Without going on and on I have been seen by dermatology, hematology, and had various scans and tests appropriate for my age. I have never in some 10 plus appointments ever had to wait more than 10 minutes past my scheduled time. Most of the time they are early. I am addressed as Sir not because I was a former officer but because I am a patient. I had an exam and biopsy for skin cancer that took less than 30 minutes. Any prescription refills are mailed to me. In a word, I am a happy camper. Maybe it’s a fluke. I don’t think so.

When I read all the hue and cry I had to write this. There are 1800 VA medical sites throughout the country. They see 200,000 people per working day or a total of 8.76 million visits per annum. I pondered if there are 1% disgruntled patrons that would be 2,000 per day. I am not one of them. With those massive numbers do things fall through the cracks? Of course. If there are 5% of the facilities that are poorly run that comes to 90 clinics and hospitals. They should be taken to task but think about all the good ones out there. What do you think is the failure rate in private institutions?
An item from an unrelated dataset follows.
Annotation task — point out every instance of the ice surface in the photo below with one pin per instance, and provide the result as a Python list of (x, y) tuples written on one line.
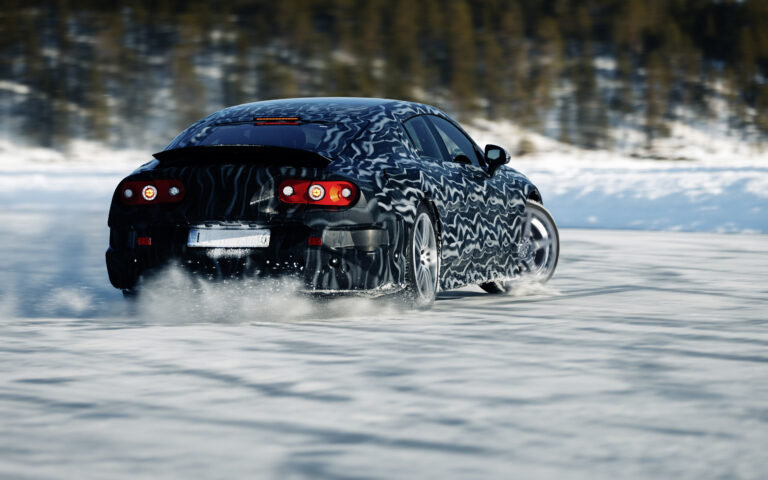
[(645, 357)]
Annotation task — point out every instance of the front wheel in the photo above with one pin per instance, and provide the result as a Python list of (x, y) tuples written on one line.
[(423, 261), (538, 250)]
The staff is beyond competent with many doing internships and residencies at the Colorado Medical Center. They are proactive. When I just mentioned I wanted to lose weight in my initial interview I received a phone call following up. When I came home from Florida there was a note saying I had to call to make an appointment for my annual checkup. Does this sound like a bunch of screwups to you? Not all apples in the barrel are rotten. It just takes a wily veteran to understand this.

As always
Ted The Great.


There are three distinct areas of the Department of Veterans Affairs.:Medical, Benefits(such as disability and GI Bill) and Burials and Memorials. It employs just under 300,,000 people. It has an annual budget of approximately $90 billion.

There are 21 million veterans in the US today. Approximately 3/4 of that group has served in a war or time of conflict. The responsibility to care for veterans, spouses, survivors and dependents can last a long time. Two children of Civil War veterans still draw VA benefits. About 184 children and widows of Spanish-American War veterans still receive VA compensation or pensions.

I pay a copay on any visit to a specialty based on my income. I have a copay of $9 per month per prescription. They can change the drugs to a similar or generic at their option. Because of this the VA pays approximately 40% less for drugs than Medicare Part D.